At Urduwallahs, we have often pondered over the etymological origin and similarity in the Urdu lafz ‘ghazal’ (poem) and the English ‘gazelle’ which is a graceful, swift antelope with long ringed horns and black face markings, which is known in Arabic and Persian as ghazaal. Here is a wonderfully enlightening article in the Pakistani publication, Dawn by Mehr Afshan Farooqi who elaborates on this idea and takes it further with exceptionally haunting couplets on the idea of vahshat. She says:
“The quality that best describes the gazelle’s temperament is vahshat. Depending on the context, vahshat could mean: wilderness, desert, solitude, loneliness, dreariness, sadness, dread, fright, terror, desolateness, bewilderment, grief and much more. The delicate beauty, beguiling eyes, and more important, its elusiveness make the gazelle a foil for the beloved. Because the Urdu ghazal is a part of the Indo-Muslim literary tradition, the gazelle also embodies the mirg, the doe that is emblematic of the mystical quest of the human soul for union with God. The elusive doe is an enigma.
I have selected three verses from three great 18th century poets, Mir Taqi Mir (1723-1810), Sheikh Ghulam Hamdani Mushafi (1747-1784) and Mirza Mohammad Rafi Sauda (1713-1780/81) that engage with the theme of the ghazaal and vahshat with a view to showing the subtleties of mazmun afrini or developing new facets of meaning within the parameters of the theme. My rendition is somewhat free because I wanted to capture the playfulness of the theme in English.”
Here is one of the couplets from the article:
Vahshat hai mere dil ko tu tadbir-e vasl kar
Paon mein us ghazaal ke zanjir-e vasl kar
I am beside myself — do something to meet!

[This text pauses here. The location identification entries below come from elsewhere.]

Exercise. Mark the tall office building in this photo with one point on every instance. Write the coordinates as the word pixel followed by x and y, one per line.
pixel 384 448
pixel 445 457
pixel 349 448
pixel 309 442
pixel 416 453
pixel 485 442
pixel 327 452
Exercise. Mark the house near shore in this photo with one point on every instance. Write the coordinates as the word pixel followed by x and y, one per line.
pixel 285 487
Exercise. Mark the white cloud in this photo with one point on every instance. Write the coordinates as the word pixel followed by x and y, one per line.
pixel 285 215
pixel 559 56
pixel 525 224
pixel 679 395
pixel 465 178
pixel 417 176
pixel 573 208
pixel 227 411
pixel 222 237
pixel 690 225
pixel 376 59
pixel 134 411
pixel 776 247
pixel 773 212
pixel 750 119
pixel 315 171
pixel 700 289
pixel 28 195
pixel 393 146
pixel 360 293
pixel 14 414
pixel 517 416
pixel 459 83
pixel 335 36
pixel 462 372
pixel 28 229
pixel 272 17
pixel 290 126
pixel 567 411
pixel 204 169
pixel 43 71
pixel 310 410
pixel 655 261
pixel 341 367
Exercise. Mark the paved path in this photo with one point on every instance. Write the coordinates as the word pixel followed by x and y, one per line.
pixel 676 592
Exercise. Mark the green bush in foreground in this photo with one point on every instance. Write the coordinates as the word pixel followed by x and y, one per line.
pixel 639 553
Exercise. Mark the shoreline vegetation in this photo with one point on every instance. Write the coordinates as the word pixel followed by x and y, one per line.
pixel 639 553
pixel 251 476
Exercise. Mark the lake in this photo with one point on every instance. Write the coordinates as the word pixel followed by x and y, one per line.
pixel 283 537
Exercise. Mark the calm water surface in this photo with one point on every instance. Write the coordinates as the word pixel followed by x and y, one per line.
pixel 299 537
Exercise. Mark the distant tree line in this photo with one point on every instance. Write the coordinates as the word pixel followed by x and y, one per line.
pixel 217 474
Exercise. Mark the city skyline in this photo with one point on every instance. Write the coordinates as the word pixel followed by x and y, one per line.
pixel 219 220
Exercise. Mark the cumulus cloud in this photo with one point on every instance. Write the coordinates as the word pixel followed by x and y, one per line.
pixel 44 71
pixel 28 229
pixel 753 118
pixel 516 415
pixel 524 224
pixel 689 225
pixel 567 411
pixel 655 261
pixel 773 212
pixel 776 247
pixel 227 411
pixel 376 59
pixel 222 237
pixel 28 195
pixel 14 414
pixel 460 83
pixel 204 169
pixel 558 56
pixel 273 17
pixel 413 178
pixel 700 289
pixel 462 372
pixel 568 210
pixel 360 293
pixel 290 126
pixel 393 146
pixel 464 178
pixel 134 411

Chain down that gazelle’s foot!
— Sheikh Ghulam Hamdani Mushafi
And here is one by our eternal favorite, Mirza Ghalib:
“The first verse that I chose to begin my commentary with was one that spoke about the gazelle in a manner that only Ghalib can achieve:
Hun ba vahshat intizar avarah-e dasht-e khiyal
Ek safedi marti hai dur se chashm-e ghazal
Ghalib has juxtaposed the two images: of thoughts running wild and the gazelle running wild.” The speaker’s world is so utterly lonely that only the whiteness of the gazelle’s eye can be seen glimmering in the distance. Safedi marna also means to see a spark at a distance. It can be compared to the spark of a new idea. The despair of waiting, vahshat intizar is an entirely new twist to the concept of vahshat in the ghazal.”